After T-DXd: Target, Payload, or Something Else?

Trastuzumab deruxtecan has reshaped the treatment landscape for HER2‑positive malignancies, delivering impressive response rates by coupling a HER2‑targeting antibody with a potent topoisomerase I inhibitor. Yet, as its use expands, clinicians are confronting a growing subset of patients whose tumors no longer respond. Two primary hypotheses dominate the conversation: the cytotoxic payload may become ineffective due to drug‑efflux mechanisms or DNA repair up‑regulation, and the tumor may down‑regulate HER2 or alter its internalization pathways, effectively evading the ADC’s delivery system. Both scenarios have been documented in early‑phase resistance studies, underscoring the need for nuanced diagnostics.

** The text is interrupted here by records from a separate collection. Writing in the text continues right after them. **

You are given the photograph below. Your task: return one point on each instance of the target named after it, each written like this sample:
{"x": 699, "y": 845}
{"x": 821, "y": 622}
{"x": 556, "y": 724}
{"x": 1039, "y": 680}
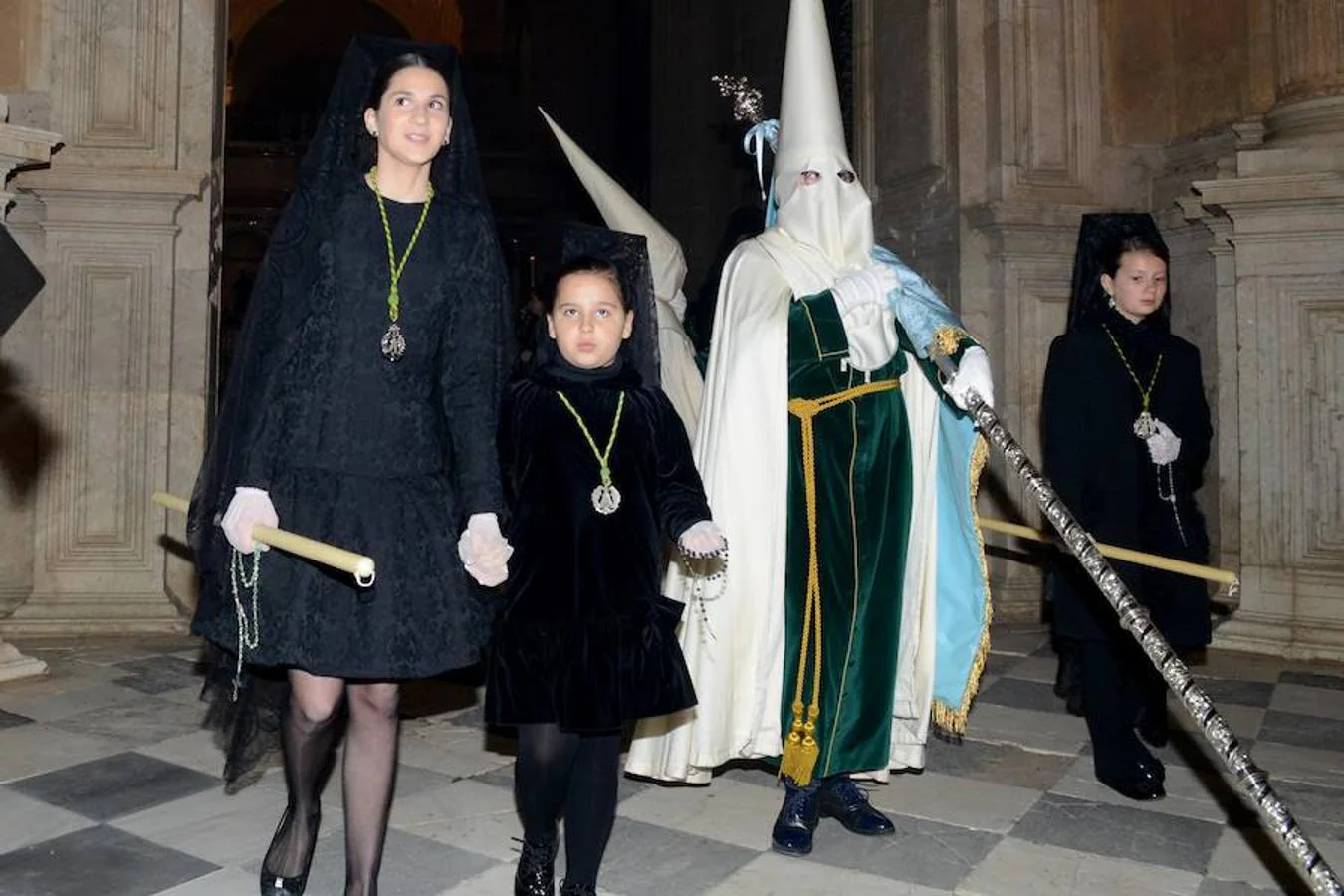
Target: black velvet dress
{"x": 586, "y": 639}
{"x": 1105, "y": 476}
{"x": 383, "y": 458}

The practical implication is that a single biomarker cannot capture the complexity of T‑DXd failure. Comprehensive profiling—combining HER2 expression assays, circulating tumor DNA analysis for payload‑related resistance genes, and functional imaging of antibody uptake—can reveal whether a patient’s disease is payload‑driven or target‑driven. Such granularity informs the next line of therapy: patients with intact HER2 but resistant payload may benefit from a next‑generation ADC employing a different warhead, while those with HER2 loss might be steered toward non‑ADC options, such as kinase inhibitors or immunotherapy combinations. Early clinical trials are already testing these stratified approaches, highlighting the shift toward precision oncology.

Looking ahead, the field is exploring hybrid strategies that pair T‑DXd with agents that restore HER2 expression or inhibit efflux pumps, aiming to overcome both resistance axes simultaneously. Parallel development of novel ADC platforms—featuring cleavable linkers, alternative cytotoxins, and bispecific targeting—offers a pipeline of options for patients who have exhausted standard HER2‑directed therapies. Ultimately, integrating molecular diagnostics with adaptive treatment algorithms will be critical to maintaining the therapeutic momentum initiated by T‑DXd and ensuring durable benefits across diverse patient populations.